Everyone is still digesting what exactly is going on with Avalon, WinFS and Longhorn. Scoble is a great place to start for links to the reaction in general. ChrisAn also has some Q&A on what this means to Avalon.
I think that I can answer some more questions that people might have. I'll take the Q&A format that ChrisAn used.
1. What does this mean for the Avalon graphics architecture as you presented
it at WinHEC?
Actually, things mostly don't change from an architectural point of
view. We will have to make some tweaks and compromises to ensure that Avalon
runs well on XP and W2K3. All of these compromises will be because we probably
won't be able to update any system binaries (User32, GDI, etc.)
2. You said that Avalon had to have Longhorn to work well.
Now it is going to run on XP and W2k3. What gives?
There were some very good reasons for us to restrict Avalon to run just on Longhorn.
However, when looking at what customers said and our schedule, it made more sense
to bend on some of those reasons than to force developers to wait for wide adoption
of Longhorn before being able to write apps. Here are some areas where we are
going to have to get creative in making Avalon work on XP and W2k3:
3. How has the Avalon vision changed? Is it a less ambitious plan now?

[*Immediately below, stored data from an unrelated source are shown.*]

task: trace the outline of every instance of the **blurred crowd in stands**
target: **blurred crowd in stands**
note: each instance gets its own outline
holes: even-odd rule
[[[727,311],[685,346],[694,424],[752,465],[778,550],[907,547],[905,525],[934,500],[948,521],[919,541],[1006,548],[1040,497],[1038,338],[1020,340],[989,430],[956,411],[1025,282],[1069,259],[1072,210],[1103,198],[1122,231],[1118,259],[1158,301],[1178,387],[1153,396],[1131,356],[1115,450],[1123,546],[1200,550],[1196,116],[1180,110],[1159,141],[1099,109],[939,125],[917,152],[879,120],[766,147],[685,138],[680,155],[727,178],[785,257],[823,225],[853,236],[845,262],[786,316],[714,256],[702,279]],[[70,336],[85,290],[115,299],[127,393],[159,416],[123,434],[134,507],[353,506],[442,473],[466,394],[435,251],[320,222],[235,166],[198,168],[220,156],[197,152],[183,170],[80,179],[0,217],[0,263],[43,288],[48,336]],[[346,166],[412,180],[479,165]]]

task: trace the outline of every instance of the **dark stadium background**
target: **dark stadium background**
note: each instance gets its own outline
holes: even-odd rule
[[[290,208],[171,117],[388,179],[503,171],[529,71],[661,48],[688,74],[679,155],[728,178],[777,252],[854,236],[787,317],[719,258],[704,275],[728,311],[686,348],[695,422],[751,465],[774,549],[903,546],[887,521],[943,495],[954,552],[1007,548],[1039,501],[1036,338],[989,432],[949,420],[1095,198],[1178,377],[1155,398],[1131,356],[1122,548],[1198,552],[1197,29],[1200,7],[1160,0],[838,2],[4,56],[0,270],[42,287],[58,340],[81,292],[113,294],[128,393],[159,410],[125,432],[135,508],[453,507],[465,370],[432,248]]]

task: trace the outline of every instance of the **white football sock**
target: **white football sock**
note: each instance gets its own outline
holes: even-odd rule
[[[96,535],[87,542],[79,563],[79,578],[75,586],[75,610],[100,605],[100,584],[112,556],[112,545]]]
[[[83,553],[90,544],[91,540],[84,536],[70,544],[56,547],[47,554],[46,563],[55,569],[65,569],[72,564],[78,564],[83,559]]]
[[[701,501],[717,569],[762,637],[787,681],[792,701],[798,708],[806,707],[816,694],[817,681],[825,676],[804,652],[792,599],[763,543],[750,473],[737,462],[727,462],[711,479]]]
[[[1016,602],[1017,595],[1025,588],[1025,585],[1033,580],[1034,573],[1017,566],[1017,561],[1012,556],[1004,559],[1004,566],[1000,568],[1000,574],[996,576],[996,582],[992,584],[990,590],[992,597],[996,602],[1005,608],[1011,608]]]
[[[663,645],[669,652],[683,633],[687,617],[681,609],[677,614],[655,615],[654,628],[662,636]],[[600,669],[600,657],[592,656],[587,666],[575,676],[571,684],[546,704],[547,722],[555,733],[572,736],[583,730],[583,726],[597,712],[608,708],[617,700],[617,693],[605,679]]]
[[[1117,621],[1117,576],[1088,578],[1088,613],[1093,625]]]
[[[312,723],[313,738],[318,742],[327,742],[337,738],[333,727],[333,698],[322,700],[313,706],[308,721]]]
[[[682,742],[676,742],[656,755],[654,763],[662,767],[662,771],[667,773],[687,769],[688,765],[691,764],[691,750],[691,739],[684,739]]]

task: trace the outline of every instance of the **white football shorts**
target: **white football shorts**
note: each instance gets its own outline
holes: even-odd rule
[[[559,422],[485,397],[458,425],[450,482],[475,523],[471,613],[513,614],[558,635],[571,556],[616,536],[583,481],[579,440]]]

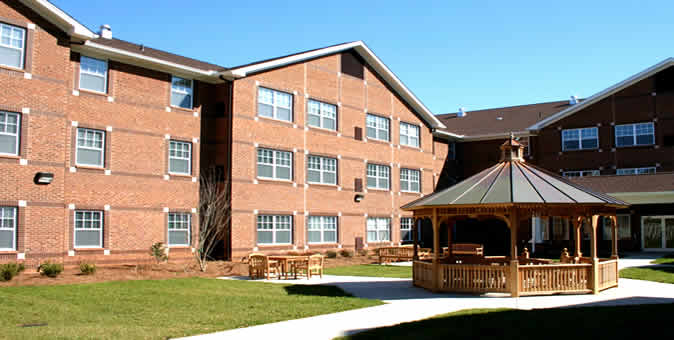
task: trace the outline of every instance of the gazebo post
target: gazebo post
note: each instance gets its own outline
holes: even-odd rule
[[[412,244],[413,244],[413,248],[414,248],[414,255],[412,255],[413,261],[419,260],[419,252],[418,252],[418,245],[417,245],[417,243],[419,243],[419,235],[418,235],[419,231],[417,230],[417,229],[419,229],[418,222],[419,222],[418,218],[415,218],[414,220],[412,220],[412,223],[413,223],[412,224]]]
[[[510,296],[520,296],[520,280],[519,280],[519,261],[517,261],[517,227],[519,219],[517,212],[513,208],[510,212],[510,219],[508,226],[510,227]]]
[[[447,256],[452,257],[452,224],[455,222],[455,219],[447,220]]]
[[[580,251],[580,228],[583,226],[583,220],[585,218],[582,216],[578,216],[576,218],[572,219],[573,223],[573,238],[574,238],[574,243],[575,243],[575,254],[574,254],[574,262],[575,263],[580,263],[580,258],[583,256],[583,253]]]
[[[618,218],[615,215],[609,216],[611,219],[611,258],[618,259]]]
[[[592,252],[592,294],[599,294],[599,258],[597,257],[597,224],[599,215],[592,215],[590,249]]]
[[[433,208],[433,291],[437,292],[440,288],[440,264],[438,263],[438,252],[440,248],[440,233],[438,230],[438,209]]]

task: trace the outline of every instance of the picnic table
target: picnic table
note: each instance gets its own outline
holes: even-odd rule
[[[279,278],[287,279],[289,274],[294,274],[295,264],[298,262],[309,261],[308,256],[301,255],[269,255],[269,260],[277,261],[281,268]]]

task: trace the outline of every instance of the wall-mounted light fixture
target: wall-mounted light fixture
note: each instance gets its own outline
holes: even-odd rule
[[[360,201],[362,201],[364,198],[365,198],[365,196],[363,196],[361,194],[356,194],[356,196],[353,197],[353,201],[356,202],[356,203],[360,203]]]
[[[54,180],[54,174],[51,172],[38,172],[33,178],[33,182],[37,185],[47,185]]]

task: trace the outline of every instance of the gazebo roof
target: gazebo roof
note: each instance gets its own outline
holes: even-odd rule
[[[402,209],[483,204],[592,204],[626,207],[629,204],[527,164],[514,139],[502,146],[501,162],[445,190],[422,197]]]

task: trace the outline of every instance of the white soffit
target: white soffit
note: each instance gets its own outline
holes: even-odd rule
[[[94,32],[47,0],[21,0],[21,2],[75,38],[96,37]]]

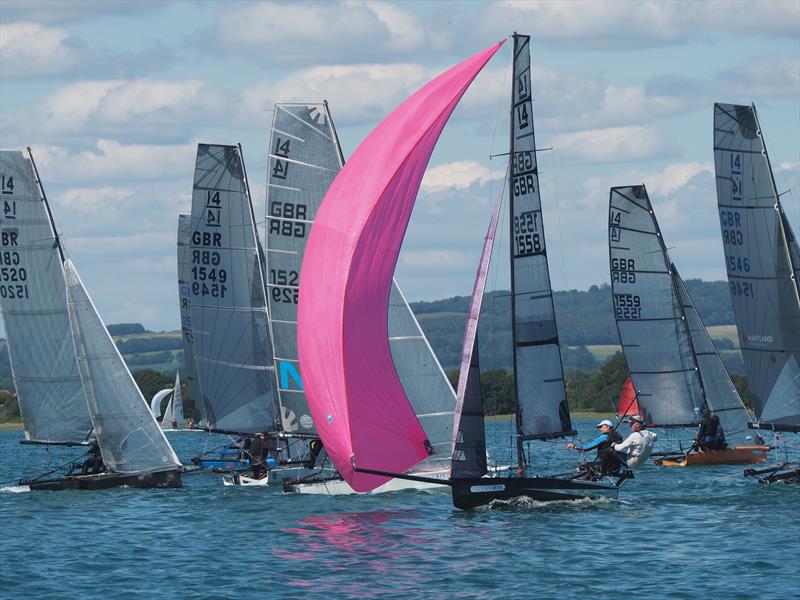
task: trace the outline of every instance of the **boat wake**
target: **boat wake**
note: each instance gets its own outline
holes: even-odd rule
[[[4,492],[6,494],[21,494],[23,492],[30,492],[31,487],[29,485],[6,485],[0,487],[0,492]]]
[[[510,500],[492,500],[485,506],[478,507],[476,510],[530,510],[530,509],[546,509],[546,510],[560,510],[563,508],[599,508],[611,504],[619,504],[616,498],[581,498],[580,500],[534,500],[528,496],[517,496]]]

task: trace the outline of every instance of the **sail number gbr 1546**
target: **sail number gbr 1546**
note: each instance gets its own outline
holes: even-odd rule
[[[222,247],[222,234],[208,231],[192,232],[193,246]],[[228,292],[225,283],[228,272],[219,267],[220,253],[217,250],[192,249],[192,295],[224,298]]]

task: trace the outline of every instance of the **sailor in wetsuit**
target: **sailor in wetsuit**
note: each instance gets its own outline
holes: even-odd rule
[[[622,436],[614,431],[614,424],[608,419],[603,419],[597,424],[598,435],[588,444],[576,446],[572,442],[567,444],[567,448],[575,448],[581,452],[587,450],[597,450],[597,461],[600,463],[600,470],[603,475],[613,475],[618,473],[622,463],[614,451],[614,444],[622,441]]]
[[[703,420],[700,421],[700,428],[697,430],[692,449],[703,451],[727,448],[728,443],[725,441],[725,433],[722,431],[719,417],[712,414],[707,406],[700,414],[703,416]]]
[[[253,471],[255,479],[261,479],[267,474],[267,434],[265,432],[259,433],[250,442],[250,447],[247,454],[250,458],[250,469]]]
[[[103,456],[100,454],[100,446],[98,446],[96,442],[93,443],[91,448],[86,452],[86,456],[88,458],[83,461],[81,475],[88,475],[90,471],[94,475],[106,470],[106,466],[103,463]]]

The long term Avalon vision hasn't changed. We still want to enable
the same hardware accelerated, media rich, easy to develop, network connected application
platform that we've been talking about since the 2003 PDC. The real change here
is a new pragmatic staged approach to getting it out the door and in the hands of
developers. If we've talked about some feature or doodad that has to be compromised
to make Avalon work under these new constraints, don't worry. Chances are that
that feature is still on the list for when we can do it.
4. What is your personal opinion on these changes, Joe?
Thanks for asking! Personally I'm really excited by these changes.
It is painful to have to sacrifice (at least when running on XP and W2k3 -- they may
"light up on Longhorn") some of the features that require deep changes to
the system but the overall result of being able to deliver Avalon to XP and W2k3 outweigh
that pain dramatically. Anything we can do to get Avalon out the door on a more
deterministic schedule and to deliver it to a wider audience of developers seems like
a good thing to me.
Making hard decisions like this is necessary to get big projects out the door. While it would have been great if we had figured some of this stuff out a year (or more) ago, this is better late than never. $50 billion in the bank (or whatever it is these days) is a lot of money but it still doesn't buy you a crystal ball to see in to the future.